SVD in terms of vectors
$$
\begin{align}
  \mathbf{A} &=
  \mathbf{U} \, \Sigma \, \mathbf{V}^{*} \\
%
 &=
% U 
  \left[ \begin{array}{cc}
     \color{blue}{\mathbf{U}_{\mathcal{R}}} & \color{red}{\mathbf{U}_{\mathcal{N}}}
  \end{array} \right]  
% Sigma
  \left[ \begin{array}{cccc|cc}
     \sigma_{1} & 0 & \dots &  &   & \dots &  0 \\
     0 & \sigma_{2}  \\
     \vdots && \ddots \\
       & & & \sigma_{\rho} \\\hline
       & & & & 0 & \\
     \vdots &&&&&\ddots \\
     0 & & &   &   &  & 0 \\
  \end{array} \right]
% V 
  \left[ \begin{array}{c}
     \color{blue}{\mathbf{V}_{\mathcal{R}}}^{*} \\ 
     \color{red}{\mathbf{V}_{\mathcal{N}}}^{*}
  \end{array} \right]  \\
%
  & =
% U
   \left[ \begin{array}{cccccccc}
    \color{blue}{u_{1}} & \dots & \color{blue}{u_{\rho}} & \color{red}{u_{\rho+1}} & \dots & \color{red}{u_{m}}
  \end{array} \right]
% Sigma
  \left[ \begin{array}{cc}
     \mathbf{S}_{\rho\times \rho} & \mathbf{0} \\
     \mathbf{0} & \mathbf{0} 
  \end{array} \right]
% V
   \left[ \begin{array}{c}
    \color{blue}{v_{1}^{*}} \\ 
    \vdots \\
    \color{blue}{v_{\rho}^{*}} \\
    \color{red}{v_{\rho+1}^{*}} \\
    \vdots \\ 
    \color{red}{v_{n}^{*}}
  \end{array} \right]
%
\end{align}
$$
Note that the singular values only correspond to $\color{blue}{range}$ space vectors.
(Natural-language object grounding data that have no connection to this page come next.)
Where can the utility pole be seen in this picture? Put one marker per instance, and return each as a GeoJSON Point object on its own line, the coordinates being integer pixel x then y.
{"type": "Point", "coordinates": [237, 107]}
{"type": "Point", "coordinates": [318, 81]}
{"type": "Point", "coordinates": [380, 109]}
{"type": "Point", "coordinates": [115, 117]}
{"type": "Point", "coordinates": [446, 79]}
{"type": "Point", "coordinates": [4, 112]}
The column vectors form spans for the subspaces:
$$
\begin{align} 
% R A
\color{blue}{\mathcal{R} \left( \mathbf{A} \right)} &=
\text{span} \left\{
 \color{blue}{u_{1}}, \dots , \color{blue}{u_{\rho}}
\right\} \\
% R A*
\color{blue}{\mathcal{R} \left( \mathbf{A}^{*} \right)} &=
\text{span} \left\{
 \color{blue}{v_{1}}, \dots , \color{blue}{v_{\rho}}
\right\} \\
% N A*
\color{red}{\mathcal{N} \left( \mathbf{A}^{*} \right)} &=
\text{span} \left\{
\color{red}{u_{\rho+1}}, \dots , \color{red}{u_{m}}
\right\} \\
% N A
\color{red}{\mathcal{N} \left( \mathbf{A} \right)} &=
\text{span} \left\{
\color{red}{v_{\rho+1}}, \dots , \color{red}{v_{n}}
\right\} \\
%
\end{align}
$$
The full SVD provides an orthonormal span for not only the two null spaces, but also both range spaces.